There were rumors entering spring training 2001 that Sabathia would open the season in the rotation. I felt that was rushing things and that he could use a full year of Triple-A to refine his command, but wrote that "on his own merits, Sabathia is outstanding" and gave him a Grade A-. He ranked sixth on my top pitching prospect list, behind the ill-fated Ryan Anderson, Ben Sheets, Josh Beckett, Jon Rauch, and Roy Oswalt.

Indeed, Sabathia made the Indians rotation in 2001, going 17-5, 4.39 in 180 innings with a 171/95 K/BB, ERA+102. He stabilized as a slightly above-average pitcher for a few years, throwing about 190 innings a season and gradually sharpening his command. The big step forward came in 2006 at age 25 (3.22 ERA, 139 ERA+, 172/44 K/BB in 193 innings, 5.5 WAR), followed by his 2007 Cy Young season (19-7, 3.21, 209/37 K/BB in 241 innings, 7.1 WAR). His 2008 season that saw the trade to the Milwaukee Brewers was also remarkable, with a 2.70 ERA, 156 ERA+, 253 innings, and a career-best 7.6 WAR.

And he's just kept right on rolling, eventually signing a huge free agent contract with the Yankees, of course.

Overall, Sabathia has made 383 starts (never appearing in relief), throwing 2564 career innings, going 191-102 (.652) with a 3.50 ERA, 125 ERA+. He's averaging 228 innings per 162-game season now, taking a large step forward with his workload beginning at age 26. He doesn't throw as hard as he used to, but his arsenal is more diverse now. He's also not a bad hitter as pitchers go, batting .238/245/.352 in 109 career plate appearances, with three homers, three doubles, and 14 RBI.

Through age 31, Sabathia's Bill James Sim Score comps are Dwight Gooden, Dave McNally, Roger Clemens, Greg Maddux, Mickey Lolich, Jim Palmer, Tom Seaver, Tom Glavine, Lefty Gomez, and (interestingly enough) Vida Blue.
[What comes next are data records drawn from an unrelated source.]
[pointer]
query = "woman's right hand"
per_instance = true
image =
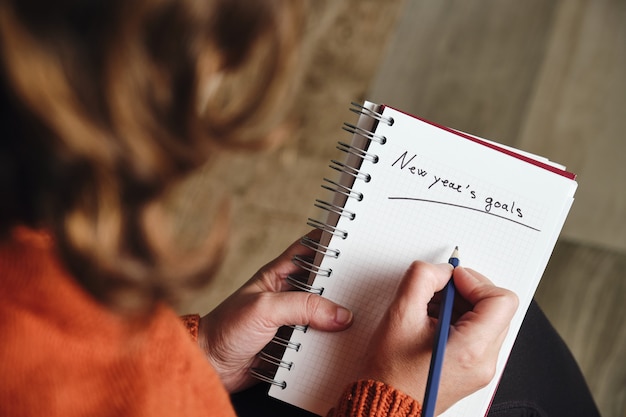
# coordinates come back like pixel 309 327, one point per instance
pixel 400 349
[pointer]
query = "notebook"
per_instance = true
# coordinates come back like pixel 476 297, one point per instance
pixel 410 189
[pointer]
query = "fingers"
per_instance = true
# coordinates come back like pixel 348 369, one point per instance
pixel 420 282
pixel 493 307
pixel 272 277
pixel 291 308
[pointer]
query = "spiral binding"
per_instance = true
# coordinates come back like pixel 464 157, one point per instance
pixel 336 210
pixel 319 248
pixel 275 361
pixel 360 109
pixel 357 174
pixel 299 282
pixel 353 150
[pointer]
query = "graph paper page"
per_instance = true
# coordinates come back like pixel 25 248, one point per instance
pixel 430 190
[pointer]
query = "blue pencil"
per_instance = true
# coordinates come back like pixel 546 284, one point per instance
pixel 441 337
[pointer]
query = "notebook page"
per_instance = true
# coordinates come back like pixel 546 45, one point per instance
pixel 431 190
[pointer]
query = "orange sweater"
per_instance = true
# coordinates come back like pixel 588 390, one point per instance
pixel 63 354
If Sabathia's career ended today, his 61.6 WAR is 58th all-time and puts him in company with Lolich (62.9), Hal Newhouser (62.9), and Bret Saberhagen (61.5).

However, looking at it another way, among pitchers with fewer than 3,000 career innings, Sabathia's WAR ranks sixth all-time, behind Pedro Martinez (89.4 in 2827 IP), Roy Halladay (72.2 in 2687 IP), Rube Waddell (71.5 in 2961 IP), Dazzy Vance (63.7 in 2967 IP), and Newhouser (62.9 in 2993).

Among pitchers with fewer than 2600 innings, Sabathia's career WAR is the highest in history.

There is more to life than WAR of course, which is just one metric among many. The point remains that Sabathia has been an extraordinarily valuable pitcher, both dominant and durable.

As a prospect, Sabathia showed outstanding arm strength with erratic command and one injury season. In the major leagues, he maintained his stuff, improved his command, and erased any early doubts about his durability. It's been a remarkable run, and at age 32 there is more to come.